Showing the following function is entire.

Question

Say i have the following

$$\overline{f(\overline{x+iy})} = u(x,-y) - i v(x,-y)$$

How would i show using the Cauchy Riemann equations that the above is entire, would i use the chain rule to differentiate $u$ and $v$?.

Answer 1

Lets call the function $g(z):=\overline{f(\overline z)}$. There is another approach: If $f$ is holomorphic $\iff$ for every $z,z_0 \in \mathbb {C}$ there exists a continuous(!) function $\Delta(z)$ such that $$ f(z)=f(z_0)+\Delta(z)(z-z_0) $$ Complex conjugation is continuous and that makes the whole calculation easier. Overall we get, since f is entire, that for every $z,z_0 \in \mathbb {C}$ : $$ f(\overline{z})=f(\overline{z_0})+\Delta(\overline z)(\overline{z}-\overline{z_0}) $$ Conjugating again we get that: $$ g(z)=\overline{f(\overline{z})}=\overline{f(\overline{z_0})}+\overline{\Delta(\overline z)}(\overline{\overline z- \overline {z_0}})=g(z_0)+\overline{\Delta(\overline z)}(z-z_0) $$ Now the function $\overline{\Delta(\overline z)}$ is continuous as a composition of continuous functions.
Using Cauchy-Riemann is an option.
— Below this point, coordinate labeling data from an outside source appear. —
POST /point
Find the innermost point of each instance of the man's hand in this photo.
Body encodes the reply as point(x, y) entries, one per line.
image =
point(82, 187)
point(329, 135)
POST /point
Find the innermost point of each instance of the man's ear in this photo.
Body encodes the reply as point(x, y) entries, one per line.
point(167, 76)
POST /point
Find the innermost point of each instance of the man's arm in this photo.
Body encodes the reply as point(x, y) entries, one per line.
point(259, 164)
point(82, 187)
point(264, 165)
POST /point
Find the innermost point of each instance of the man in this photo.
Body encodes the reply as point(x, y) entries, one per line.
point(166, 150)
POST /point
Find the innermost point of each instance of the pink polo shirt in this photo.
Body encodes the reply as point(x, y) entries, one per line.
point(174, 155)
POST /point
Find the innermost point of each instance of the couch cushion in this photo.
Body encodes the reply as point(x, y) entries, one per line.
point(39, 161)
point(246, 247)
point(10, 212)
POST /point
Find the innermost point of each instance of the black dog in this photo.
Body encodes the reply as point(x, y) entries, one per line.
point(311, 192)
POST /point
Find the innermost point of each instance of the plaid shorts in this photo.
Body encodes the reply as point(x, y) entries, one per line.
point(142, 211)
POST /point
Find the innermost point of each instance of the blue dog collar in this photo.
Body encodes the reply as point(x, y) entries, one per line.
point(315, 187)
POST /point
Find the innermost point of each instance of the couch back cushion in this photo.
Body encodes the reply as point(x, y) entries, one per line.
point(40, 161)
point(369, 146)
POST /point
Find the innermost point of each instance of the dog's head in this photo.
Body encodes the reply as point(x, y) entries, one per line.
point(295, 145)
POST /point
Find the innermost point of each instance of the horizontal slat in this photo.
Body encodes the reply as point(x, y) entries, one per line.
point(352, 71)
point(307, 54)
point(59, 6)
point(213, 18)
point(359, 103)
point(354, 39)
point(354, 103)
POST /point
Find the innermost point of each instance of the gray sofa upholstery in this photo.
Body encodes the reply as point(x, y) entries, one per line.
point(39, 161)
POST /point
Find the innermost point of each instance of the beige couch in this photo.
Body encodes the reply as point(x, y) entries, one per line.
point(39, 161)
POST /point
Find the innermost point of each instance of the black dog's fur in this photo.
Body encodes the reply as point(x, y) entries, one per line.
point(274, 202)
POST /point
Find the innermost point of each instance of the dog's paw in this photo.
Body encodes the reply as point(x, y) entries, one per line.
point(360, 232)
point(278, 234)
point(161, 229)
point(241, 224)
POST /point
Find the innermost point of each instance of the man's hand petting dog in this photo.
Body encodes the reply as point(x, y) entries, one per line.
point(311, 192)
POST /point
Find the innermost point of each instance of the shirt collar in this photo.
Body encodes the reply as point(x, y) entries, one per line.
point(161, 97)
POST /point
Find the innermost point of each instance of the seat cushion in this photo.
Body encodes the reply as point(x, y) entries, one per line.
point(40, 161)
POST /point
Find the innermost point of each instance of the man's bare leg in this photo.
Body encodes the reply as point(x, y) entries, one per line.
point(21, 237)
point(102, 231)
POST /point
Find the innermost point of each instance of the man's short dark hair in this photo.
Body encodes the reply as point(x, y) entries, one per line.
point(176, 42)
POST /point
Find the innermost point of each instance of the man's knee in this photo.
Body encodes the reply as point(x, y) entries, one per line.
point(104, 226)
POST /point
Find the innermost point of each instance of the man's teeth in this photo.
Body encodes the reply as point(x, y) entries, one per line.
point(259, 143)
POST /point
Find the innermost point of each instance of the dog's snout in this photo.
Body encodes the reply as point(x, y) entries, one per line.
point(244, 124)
It is more or less applying the chainrule, Ill give you a quick example: $$ \partial_y u(x,-y)=u_y(x,-y)(-1)=-u_y(x-y) \\ \partial_x v(x,y)=v_x(x,-y) $$ From that we get that, since $f$ is holomorphic, that $$ -u_y(x-y)-v_x(x,-y)=-u_y(x-y)-(-u_y(x,-y))=0 $$ Remember to check the second equation and that $g$ is totally differentiable as a real function!
Another notable thing is: The domain is $\mathbb{C}$. So if our function is defined and holomorphic for a $z \in \mathbb{C}$ it is also defined and holomorphic for $\overline z \in \mathbb{C}$. This may seem trivial here, but for more general domains, it might be tricky!